Why and When to Use Akka.Streams

A recording of our recent webinar 'Introducing Akka.NET Streams' and more.

On this blog before we’ve covered a high level introduction to Akka.Streams for Akka.NET, but in this post we go into some more detail on:

  1. What is Akka.Streams;
  2. The motivations for using Akka.Streams; and
  3. When should you use Akka.Streams?

“Introduction to Akka.Streams”

I covered all of this material over the course of 90 minutes in our recent webinar, “Introduction to Akka.NET Streams,” the recording for which is embedded below:

You can explore the code samples I produced for this webinar here: https://github.com/Aaronontheweb/intro-to-akka.net-streams - and those samples are largely all executable via .NET Interactive, which you can run directly in the browser via Binder or in Visual Studio Code.

However, in this post I will also break down some of the finer points in writing so you don’t have to watch the entire 90 minute webinar.

Motiviations for Akka.Streams

There are three major motivations for Akka.Streams:

  1. Architectural: provide a robust reference implementation for Reactive Streams in .NET.
  2. Reuse: repeatable low-code patterns for solving common asynchronous, event-driven problems (i.e. batching, debouncing, etc.)
  3. Integrations: streamline integration between other technologies and Akka.NET.

Akka.Streams Stabilizes Asynchronous Producers and Consumers

At its core, Akka.Streams is an implementation of the Reactive Streams protocol - which is designed to address a conceptually simple, nasty in practice problem.

Reactive Streams use case: asynchronous stream where producer overwhelms a consumer

In this scenario we have a web API that produces 10,000 asynchronous web requests per second, all routed towards an internal application.

That internal application relies on a database, and when the database occasionally becomes busy throughput can drop as low as 1,000 requests per second.

What will happen in this scenario? Most likely: failure. In an asynchronous producer-consumer system, or really any type of asynchronous streaming system it’s possible for a fast-moving producer to overwhelm and topple a slower-moving consumer.
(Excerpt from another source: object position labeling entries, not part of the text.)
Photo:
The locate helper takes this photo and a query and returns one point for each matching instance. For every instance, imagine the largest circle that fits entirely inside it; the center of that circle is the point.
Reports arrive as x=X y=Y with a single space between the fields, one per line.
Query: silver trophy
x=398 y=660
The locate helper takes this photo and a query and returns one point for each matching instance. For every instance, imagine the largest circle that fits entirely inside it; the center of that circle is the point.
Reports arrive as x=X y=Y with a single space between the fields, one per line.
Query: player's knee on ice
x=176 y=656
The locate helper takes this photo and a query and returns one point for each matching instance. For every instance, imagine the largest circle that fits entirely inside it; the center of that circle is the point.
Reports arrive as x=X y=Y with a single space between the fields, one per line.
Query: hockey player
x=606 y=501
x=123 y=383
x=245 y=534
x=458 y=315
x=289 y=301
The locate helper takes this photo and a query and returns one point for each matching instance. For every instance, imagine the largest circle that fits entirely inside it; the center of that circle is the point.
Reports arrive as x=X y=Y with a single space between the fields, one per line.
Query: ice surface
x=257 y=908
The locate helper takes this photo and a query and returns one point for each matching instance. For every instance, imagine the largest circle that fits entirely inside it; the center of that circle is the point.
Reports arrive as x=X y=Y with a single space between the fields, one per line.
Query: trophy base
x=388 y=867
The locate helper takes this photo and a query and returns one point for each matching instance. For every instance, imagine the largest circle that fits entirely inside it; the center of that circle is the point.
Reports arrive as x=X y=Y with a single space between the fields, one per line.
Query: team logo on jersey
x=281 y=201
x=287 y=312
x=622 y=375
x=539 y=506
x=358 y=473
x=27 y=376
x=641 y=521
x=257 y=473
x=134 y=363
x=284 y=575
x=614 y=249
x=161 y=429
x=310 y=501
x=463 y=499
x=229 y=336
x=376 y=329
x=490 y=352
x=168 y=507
So what’s needed to resolve this issue? The answer is a non-blocking backpressure system that allows the consumer to tell the producer to back-off.

Reactive Streams backoff

The producer, once it receives this backoff signal, can change strategies on how it manages its workload until the consumer is ready again. This is the entire purpose of Reactive Streams!

These strategy changes can include:

  • Pausing production of new events (i.e. stop reading from Kafka until consumer is ready;)
  • Aggregating events together (i.e. rolling up totals into larger values);
  • Buffering events;
  • Dropping older events (i.e. circular buffer);
  • Batching (i.e. combining byte arrays together) and more.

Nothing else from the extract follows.